A pattern of prayer.

The value of a pattern of prayer – the important of ‘the prayers’.

Here in Jerusalem Peter and John, those close friends, following in the footsteps of Jesus made their way to the Temple and there to share in the prayers.  At the hour of prayer, 3 o’clock in the afternoon they were going there to pray.

St Benedict did what all those who have sought to bring reformation into the church have done – he wanted to go back to the roots of the simplicity of following in the footsteps of Jesus – the communal sharing in community of the early church.  And he too found it valuable to have times of prayer through the day.

The hours of prayer that still that community in Prinknash observe.

That Convent in Bethlehem had its heart the rhythm of a praying community that so moved Sylvia.

And Justin Welby and Ibrahahim Mogra.  I googled the story.  And it was one of those moments I found quite moving.  The Archbhishop of Canterbury had a scheduled visit to Leicester last week – he rearranged things and saw to it that he shared with key members nationally of the Muslim and Christian communities. The press release was moving – and I felt spoke so appropriately into the awfulness of all that had happened.

I recognised the place he made his statement to the press.  It’s on a kind of island where the main Evington Road forks.  On one side is the infant school I attended, Evington Valley infants School.  On the other side is St Philip’s church – now a centre for dialogue between faith communities that is doing remarkable work in building bridges in the community in Leicester and further afield – nurturing the kind of dialogue that is steadfast to one’s one faith while being loving and open towards the faith communities of others.

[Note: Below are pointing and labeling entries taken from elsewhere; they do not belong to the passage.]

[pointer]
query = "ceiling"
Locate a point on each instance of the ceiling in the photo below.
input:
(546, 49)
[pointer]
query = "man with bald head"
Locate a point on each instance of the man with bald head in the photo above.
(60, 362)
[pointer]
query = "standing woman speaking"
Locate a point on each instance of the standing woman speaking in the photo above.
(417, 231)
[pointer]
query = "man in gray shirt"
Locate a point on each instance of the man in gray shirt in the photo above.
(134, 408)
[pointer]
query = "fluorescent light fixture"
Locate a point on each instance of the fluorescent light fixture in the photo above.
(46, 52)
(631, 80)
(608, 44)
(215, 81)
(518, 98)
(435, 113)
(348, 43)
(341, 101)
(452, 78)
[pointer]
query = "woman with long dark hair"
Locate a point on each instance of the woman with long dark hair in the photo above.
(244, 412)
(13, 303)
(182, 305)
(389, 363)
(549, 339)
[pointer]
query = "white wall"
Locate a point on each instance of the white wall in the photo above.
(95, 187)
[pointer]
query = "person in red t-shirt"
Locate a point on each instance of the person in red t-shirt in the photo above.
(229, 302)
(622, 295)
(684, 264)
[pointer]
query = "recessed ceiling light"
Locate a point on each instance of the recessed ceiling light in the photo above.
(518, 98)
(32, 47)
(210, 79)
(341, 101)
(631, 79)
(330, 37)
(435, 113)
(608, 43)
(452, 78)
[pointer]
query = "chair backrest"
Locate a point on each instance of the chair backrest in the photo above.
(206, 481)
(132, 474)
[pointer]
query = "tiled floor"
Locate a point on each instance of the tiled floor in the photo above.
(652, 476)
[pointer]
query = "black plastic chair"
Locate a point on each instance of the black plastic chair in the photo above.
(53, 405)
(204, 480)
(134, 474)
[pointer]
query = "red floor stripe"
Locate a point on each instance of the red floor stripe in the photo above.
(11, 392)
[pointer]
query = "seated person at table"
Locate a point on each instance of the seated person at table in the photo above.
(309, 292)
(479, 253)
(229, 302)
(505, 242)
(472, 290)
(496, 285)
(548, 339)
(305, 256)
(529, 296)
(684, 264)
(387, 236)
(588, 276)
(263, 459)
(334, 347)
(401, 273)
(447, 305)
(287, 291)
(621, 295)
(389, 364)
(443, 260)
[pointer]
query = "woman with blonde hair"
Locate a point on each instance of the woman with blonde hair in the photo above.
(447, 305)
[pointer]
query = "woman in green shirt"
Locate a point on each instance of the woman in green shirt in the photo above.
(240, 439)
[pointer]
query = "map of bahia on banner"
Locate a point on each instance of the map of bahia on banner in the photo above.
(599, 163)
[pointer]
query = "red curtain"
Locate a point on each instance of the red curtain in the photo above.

And on that ‘island’ in the fork between the two roads – a Mosque.

Many of the customs of Islam were drawn from the church of the time – and the centrality of prayer is one of them.  The prayer times through the day.  Important to honour and respect a praying people.

At this kind of time when terror threatens to fracture our society, maybe prayer is the thing we should be committed to.  Praying for the society we are in to be at one with each other.

It’s not quite me to celebrate a birthday.  I was more than a little reluctant.  Thanks to Felicity for getting family together with church family as well – and good to share.  A birthday is a day to think of parents and remember.  And that was the spot where my mother died all of ninenteen years ago.

Moving in a strange way.

How do we respond to the nation’s sense of tragedy in the wake of the murder in Woolwich?

How do we respond to our own sense of tragedy in the wake of such sadnesses?

Maybe we need to go back to the recognition given by Peter and John in the days after Pentecost that it is important to be committed to the prayers. To the hour of prayer.

Cultivate a pattern of prayer.   Five times a day has dwindled to three times on a Sunday and then to twice on a Sunday and then to once.  And what about during the week?  The value of a pattern of prayer.

The thing is that when there is a pattern of prayer it keeps the channels open with God and through those channels the grace of God’s love can be released in all sorts of  healing ways into our lives and into our world.